Nobel laureate said the world knew her name at the age of 15 years, but “no one really knew her”.
“This is not the story you think you know. It’s the one I’ve been waiting to tell,” said Yousafzai.
Malala became a household name after she was attacked by the TTP militants on a school bus in the remote Swat valley in 2012.
She was evacuated to the United Kingdom and went on to become a global advocate for girls’ education and, at the age of 17, the youngest Nobel Peace Prize winner.
Along with being a Nobel Laureate, she is an education activist, advocating for female education.
She has also vowed to continue her daily fight for 122 million girls still out of school.
“I’ll keep fighting for them every day,” Yousafzai had said in an Instagram post.
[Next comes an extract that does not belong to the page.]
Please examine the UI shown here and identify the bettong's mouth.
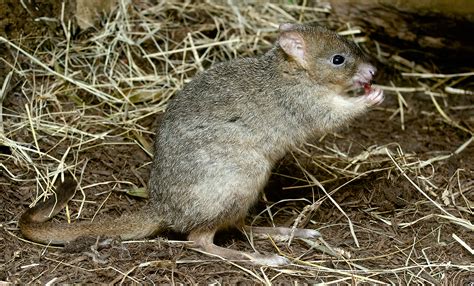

She added that her journey to provide education to every girl started with fighting for her journey to get education, saying, “It has become a mission” to ensure education for every girl.
She further said that she had realised, even at that time, that the struggle was bigger than just her education.
Afghanistan is the only country in the world where girls and women are banned from going to school and university.
Since returning to power in 2021, the Afghan Taliban government in Kabul has imposed strict rules that the United Nations has called “gender apartheid”.
Pakistan is facing a severe education crisis with more than 26 million children out of school, mostly as a result of poverty, according to official government figures — one of the highest figures in the world.